More than 6,000 tonnes of waste is dumped daily at the Deonar garbage pit, which is located in the eastern suburbs. It is the city's oldest dump and has existed since 1920.

What does rule book say?
Under the aviation rules the area within a radius of 10km from the airport (also called the funnel area) must be kept sterile, that is free of any tall structures, or markets dealing in fish, poultry or meat, and garbage dumps.

In fact, the permission of the Airport Authority of India (AAI) and the airport authority is necessary before any structure is set up within the funnel area.

Who is responsible?
It appears that the Municipal Corporation of Greater Mumbai (MCGM), which is responsible for managing the garbage, is unconcerned about the growing problem and the consequent dangers. 

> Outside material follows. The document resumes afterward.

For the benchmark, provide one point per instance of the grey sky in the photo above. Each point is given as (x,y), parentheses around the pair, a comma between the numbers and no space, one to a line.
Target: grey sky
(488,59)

dna found out that the garbage piles have been growing at an alarming rate because the processing through composting has been hampered as land required for this purpose has not been made available.

 In 2011, Tatva Global Environment Limited (TGEL) was appointed as a concessionaire by MCGM with the task of receiving 2,000 tonnes of waste daily and processing this through composting. The civic body was supposed to lease about 160 hectares to TGEL for this purpose.

What is BMC's response?
But TGEL has not been given the land and as a result TGEL has been able to only receive the waste and spread it at the dump, but
not process and dispose of it.

"MCGM was supposed to provide the land on lease for processing of waste, but this is still anticipated. In the absence of the land lease, the waste is being scientifically landfilled," said a TGEL official.

 RM Solanki, chief engineer, solid waste management department, and SVR Srinivas, additional municipal commissioner, did not respond to calls.